December 16, 2017 - 11:51 -- Admin

With the traditional Ozzer cultural downtime for the Christmas and New Year combined with Summer school holidays it means my home alone time has come to an end. I had 2017 off and spent almost all my time—apart from going to therapy—home alone. So during the day I was free to be me and that included angry singing.I was angry singing to "Sabotage" when theboy opened the door of the shed and looked in, worry writ across his face.He thought I'd cooked off into an angry emotional PTSD-fuelled state and was doing shed-based ranting because that's what it sounded like outside because my voice was louder and the music muted; it just sounded like furious speechifying. I'd tripped him into a pre-flight fight response which my family has because of my condition; if I am in a "outside reason" state then it's frightening and distressing to see. I told him what I was doing but he still walked away worried because his brain and body had been put into a trigger state by what appeared to be daddy having one of his attacks. He would then have either tried to calm me or get his phone and called mum for help.I'm no longer home alone so I have to curb that habit; angry singing may make me feel good in the moment but it heightens my emotions for a potential trigger latter that day and now it impacts on others. I feel great when I do it; it sounds scary as fuck to them when I do.This year was a blessing; just being at home and in treatment.

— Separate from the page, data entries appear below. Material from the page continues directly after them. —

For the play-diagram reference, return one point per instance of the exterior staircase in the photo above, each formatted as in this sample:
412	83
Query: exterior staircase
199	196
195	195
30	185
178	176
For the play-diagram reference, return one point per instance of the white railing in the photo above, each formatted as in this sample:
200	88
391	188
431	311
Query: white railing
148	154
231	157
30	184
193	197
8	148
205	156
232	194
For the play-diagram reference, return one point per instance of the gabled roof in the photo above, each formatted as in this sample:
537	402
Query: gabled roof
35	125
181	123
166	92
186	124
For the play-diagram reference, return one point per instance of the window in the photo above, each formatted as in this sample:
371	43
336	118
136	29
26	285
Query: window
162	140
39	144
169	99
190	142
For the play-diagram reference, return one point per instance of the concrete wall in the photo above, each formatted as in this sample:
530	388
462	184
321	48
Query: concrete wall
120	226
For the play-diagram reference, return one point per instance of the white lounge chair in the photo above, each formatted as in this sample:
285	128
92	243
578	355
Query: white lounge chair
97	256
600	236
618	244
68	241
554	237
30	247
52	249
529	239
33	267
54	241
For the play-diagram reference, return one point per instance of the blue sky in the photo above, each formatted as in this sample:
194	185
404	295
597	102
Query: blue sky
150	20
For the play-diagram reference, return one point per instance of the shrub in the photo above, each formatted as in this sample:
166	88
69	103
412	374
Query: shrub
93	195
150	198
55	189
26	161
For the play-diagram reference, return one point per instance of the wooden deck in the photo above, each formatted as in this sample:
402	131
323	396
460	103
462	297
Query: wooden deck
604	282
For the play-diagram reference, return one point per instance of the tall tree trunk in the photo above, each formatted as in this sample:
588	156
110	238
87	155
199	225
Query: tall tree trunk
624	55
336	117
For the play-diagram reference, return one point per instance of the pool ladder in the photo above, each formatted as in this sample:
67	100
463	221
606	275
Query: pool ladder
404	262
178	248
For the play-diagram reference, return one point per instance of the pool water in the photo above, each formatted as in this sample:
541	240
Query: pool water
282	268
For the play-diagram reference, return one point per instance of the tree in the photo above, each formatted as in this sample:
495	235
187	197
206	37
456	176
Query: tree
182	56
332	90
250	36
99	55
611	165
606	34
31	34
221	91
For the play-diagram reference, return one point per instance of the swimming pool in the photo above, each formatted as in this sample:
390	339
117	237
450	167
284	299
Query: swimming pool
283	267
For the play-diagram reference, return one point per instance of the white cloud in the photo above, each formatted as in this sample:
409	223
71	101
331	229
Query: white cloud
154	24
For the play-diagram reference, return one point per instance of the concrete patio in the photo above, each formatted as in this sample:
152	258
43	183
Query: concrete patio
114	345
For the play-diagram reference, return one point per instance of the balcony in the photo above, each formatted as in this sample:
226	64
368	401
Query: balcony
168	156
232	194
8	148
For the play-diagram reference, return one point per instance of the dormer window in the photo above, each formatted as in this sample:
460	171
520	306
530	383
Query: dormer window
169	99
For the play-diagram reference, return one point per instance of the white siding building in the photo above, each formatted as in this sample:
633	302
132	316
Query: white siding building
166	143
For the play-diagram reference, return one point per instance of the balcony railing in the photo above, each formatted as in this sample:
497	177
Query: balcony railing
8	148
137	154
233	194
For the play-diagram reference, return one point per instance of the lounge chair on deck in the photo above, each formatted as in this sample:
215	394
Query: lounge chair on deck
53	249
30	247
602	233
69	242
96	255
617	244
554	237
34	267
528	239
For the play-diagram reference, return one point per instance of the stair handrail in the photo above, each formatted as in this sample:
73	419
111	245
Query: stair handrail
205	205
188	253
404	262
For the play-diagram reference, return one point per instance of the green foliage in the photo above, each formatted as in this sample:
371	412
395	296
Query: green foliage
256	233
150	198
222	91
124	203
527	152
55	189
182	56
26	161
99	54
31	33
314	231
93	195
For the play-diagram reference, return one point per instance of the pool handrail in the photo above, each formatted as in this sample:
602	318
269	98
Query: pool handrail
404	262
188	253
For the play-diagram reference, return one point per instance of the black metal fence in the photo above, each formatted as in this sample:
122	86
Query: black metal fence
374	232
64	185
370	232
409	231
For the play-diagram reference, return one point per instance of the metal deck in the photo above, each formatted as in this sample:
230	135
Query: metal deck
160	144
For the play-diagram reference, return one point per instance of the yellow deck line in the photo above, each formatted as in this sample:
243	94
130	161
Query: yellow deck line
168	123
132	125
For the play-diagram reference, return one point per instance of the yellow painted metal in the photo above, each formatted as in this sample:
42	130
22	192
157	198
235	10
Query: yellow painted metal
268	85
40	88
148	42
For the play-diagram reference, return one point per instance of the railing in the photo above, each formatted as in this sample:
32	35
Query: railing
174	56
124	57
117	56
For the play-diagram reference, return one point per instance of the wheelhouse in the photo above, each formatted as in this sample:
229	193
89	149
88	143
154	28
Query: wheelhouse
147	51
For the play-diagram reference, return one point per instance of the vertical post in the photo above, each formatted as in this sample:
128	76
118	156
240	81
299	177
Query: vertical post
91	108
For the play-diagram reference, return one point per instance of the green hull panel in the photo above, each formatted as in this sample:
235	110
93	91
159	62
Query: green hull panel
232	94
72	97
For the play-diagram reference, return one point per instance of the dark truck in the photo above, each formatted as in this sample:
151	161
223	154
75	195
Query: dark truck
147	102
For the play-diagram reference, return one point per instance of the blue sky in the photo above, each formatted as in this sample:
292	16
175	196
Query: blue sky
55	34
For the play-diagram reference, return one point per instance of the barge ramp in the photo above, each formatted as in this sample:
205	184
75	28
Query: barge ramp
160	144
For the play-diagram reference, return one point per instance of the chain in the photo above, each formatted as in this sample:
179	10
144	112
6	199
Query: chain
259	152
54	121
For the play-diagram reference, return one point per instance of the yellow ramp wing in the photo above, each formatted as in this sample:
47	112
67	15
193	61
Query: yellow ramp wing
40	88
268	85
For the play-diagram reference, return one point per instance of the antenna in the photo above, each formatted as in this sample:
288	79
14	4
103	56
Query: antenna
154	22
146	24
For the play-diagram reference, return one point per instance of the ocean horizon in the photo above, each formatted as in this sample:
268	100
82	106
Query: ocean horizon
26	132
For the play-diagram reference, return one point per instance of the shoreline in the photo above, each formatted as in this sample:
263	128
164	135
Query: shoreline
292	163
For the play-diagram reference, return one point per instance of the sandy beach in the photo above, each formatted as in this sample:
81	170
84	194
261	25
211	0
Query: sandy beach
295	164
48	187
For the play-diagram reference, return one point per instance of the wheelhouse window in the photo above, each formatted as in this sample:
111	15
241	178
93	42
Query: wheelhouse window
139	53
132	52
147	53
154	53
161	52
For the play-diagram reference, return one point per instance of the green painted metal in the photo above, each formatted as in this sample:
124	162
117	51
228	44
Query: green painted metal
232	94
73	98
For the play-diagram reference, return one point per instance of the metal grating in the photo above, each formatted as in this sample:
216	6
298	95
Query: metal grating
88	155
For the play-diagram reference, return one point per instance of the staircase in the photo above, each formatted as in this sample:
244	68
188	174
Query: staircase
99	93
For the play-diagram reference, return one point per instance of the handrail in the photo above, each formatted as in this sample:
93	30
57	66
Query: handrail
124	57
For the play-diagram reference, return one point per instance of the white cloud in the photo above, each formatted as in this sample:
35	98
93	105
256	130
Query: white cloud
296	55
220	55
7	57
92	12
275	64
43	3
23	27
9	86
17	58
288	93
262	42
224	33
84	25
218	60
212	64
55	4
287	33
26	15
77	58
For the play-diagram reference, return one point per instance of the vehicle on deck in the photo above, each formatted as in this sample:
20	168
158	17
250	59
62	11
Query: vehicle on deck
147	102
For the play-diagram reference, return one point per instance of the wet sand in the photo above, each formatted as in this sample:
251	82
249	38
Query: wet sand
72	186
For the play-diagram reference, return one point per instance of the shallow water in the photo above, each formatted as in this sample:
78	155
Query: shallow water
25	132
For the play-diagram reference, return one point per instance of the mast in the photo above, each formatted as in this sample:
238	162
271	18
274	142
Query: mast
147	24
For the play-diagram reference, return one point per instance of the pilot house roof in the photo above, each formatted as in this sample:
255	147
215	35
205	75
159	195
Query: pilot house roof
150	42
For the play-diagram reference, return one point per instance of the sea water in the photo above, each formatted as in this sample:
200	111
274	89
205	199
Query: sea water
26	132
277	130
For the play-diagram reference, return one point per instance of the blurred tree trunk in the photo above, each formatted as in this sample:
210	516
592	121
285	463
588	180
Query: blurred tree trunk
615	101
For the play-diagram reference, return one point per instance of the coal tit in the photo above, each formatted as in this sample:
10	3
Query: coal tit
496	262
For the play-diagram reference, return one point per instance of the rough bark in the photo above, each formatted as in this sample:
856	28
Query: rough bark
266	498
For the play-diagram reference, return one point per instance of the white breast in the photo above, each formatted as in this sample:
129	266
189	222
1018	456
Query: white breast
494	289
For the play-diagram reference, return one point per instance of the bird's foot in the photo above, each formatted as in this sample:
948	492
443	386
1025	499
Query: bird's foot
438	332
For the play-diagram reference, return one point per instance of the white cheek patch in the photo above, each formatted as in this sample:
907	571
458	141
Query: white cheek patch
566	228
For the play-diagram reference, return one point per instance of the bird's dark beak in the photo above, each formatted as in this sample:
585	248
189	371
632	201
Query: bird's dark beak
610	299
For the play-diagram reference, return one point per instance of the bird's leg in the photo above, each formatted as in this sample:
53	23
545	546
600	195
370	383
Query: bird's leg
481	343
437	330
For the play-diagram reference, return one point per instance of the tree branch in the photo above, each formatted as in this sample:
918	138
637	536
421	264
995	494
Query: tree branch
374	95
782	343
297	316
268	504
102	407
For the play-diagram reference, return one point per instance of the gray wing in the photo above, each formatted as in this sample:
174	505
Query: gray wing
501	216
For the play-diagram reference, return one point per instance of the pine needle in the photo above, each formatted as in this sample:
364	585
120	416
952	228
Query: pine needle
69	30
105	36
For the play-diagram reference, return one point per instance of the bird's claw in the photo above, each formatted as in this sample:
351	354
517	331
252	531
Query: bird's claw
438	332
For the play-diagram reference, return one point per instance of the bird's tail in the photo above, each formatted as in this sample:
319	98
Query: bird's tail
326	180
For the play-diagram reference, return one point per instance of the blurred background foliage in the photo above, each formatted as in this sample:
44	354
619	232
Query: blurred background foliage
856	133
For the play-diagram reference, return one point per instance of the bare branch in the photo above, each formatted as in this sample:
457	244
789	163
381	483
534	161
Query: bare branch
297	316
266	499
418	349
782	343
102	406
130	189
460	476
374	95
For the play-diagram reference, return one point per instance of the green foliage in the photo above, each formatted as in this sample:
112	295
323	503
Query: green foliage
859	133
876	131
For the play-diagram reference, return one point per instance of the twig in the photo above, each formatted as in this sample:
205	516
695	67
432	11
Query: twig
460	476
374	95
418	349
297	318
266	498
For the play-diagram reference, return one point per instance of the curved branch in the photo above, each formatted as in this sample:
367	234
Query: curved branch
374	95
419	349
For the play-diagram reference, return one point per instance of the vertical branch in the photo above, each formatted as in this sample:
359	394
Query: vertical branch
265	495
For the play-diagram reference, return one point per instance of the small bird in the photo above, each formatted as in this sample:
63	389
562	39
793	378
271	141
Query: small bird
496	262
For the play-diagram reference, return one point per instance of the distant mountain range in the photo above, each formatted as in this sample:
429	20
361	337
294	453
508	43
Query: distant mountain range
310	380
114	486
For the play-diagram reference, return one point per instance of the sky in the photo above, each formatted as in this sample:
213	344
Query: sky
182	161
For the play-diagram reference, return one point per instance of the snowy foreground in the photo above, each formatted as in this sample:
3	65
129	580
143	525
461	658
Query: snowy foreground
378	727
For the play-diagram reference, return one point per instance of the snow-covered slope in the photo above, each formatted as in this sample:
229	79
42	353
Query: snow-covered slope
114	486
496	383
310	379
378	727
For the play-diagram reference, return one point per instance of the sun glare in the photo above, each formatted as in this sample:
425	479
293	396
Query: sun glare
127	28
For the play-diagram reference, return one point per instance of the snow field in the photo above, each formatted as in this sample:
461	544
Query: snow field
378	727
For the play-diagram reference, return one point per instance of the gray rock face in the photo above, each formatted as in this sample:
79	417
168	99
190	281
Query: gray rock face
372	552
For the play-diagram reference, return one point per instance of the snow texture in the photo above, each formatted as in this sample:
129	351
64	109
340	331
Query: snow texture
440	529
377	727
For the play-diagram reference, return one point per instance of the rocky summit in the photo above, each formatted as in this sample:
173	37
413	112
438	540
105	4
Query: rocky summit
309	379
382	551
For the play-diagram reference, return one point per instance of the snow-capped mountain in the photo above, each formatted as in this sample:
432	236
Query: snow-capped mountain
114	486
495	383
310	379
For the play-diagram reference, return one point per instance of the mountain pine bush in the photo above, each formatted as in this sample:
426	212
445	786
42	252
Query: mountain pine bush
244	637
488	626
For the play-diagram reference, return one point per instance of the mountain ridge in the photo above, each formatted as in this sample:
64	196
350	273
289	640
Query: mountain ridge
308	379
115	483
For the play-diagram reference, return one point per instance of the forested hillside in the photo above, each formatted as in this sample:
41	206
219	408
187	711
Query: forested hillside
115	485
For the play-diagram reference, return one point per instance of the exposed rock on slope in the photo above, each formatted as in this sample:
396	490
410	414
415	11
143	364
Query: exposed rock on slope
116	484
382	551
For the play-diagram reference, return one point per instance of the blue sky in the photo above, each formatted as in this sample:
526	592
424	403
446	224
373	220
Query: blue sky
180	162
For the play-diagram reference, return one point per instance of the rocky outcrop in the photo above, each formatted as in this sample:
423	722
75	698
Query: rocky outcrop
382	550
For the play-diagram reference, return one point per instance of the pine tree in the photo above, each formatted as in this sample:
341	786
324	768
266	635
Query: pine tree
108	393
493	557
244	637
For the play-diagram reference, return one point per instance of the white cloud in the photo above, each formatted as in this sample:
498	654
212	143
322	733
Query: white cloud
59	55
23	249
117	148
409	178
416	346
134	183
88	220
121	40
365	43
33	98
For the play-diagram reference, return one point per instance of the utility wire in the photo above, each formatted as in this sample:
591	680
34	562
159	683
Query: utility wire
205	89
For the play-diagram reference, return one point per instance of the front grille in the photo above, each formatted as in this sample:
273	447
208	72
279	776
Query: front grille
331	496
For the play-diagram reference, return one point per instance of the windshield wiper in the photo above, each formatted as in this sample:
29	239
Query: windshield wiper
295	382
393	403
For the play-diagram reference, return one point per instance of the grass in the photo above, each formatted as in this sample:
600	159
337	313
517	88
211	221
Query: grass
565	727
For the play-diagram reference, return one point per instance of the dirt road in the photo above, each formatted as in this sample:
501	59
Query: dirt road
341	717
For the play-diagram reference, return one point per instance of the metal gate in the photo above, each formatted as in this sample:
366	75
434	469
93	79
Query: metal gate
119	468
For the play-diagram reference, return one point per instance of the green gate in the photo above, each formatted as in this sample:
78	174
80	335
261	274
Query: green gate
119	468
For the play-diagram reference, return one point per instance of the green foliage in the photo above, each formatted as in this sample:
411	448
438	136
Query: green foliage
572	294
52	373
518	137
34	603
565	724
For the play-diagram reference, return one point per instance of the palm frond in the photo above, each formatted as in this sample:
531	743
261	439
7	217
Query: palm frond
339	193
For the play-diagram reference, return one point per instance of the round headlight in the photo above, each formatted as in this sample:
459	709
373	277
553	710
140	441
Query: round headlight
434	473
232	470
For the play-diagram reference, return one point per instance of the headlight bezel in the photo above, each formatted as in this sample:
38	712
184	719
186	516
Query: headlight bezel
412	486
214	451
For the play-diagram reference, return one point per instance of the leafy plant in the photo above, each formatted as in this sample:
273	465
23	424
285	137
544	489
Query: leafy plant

But I baked in some bad habits—I had an angry shout ride on the BYB yesterday—in the time away and now I'm not home alone I have to actively stop them. To see the look of frightened worry etched deep into your child's face because they fear you've gone over to the dark side of angry non-reason is deeply confronting. PTSD is contagious; the people around you the most know your triggers and they go into a heightened state when one happens because they're worried you're going to cook off.And even when you're not, if you sound like you are then they rightly think you are as well. I'm not home alone and the merry season is upon us. In the spirit of the season I'll go positive. Because I'm in company now, the company I most love, and it's a horror seeing your son open your door to check to see if  you've gone insane so he can then deal with the getting his father through it if he has.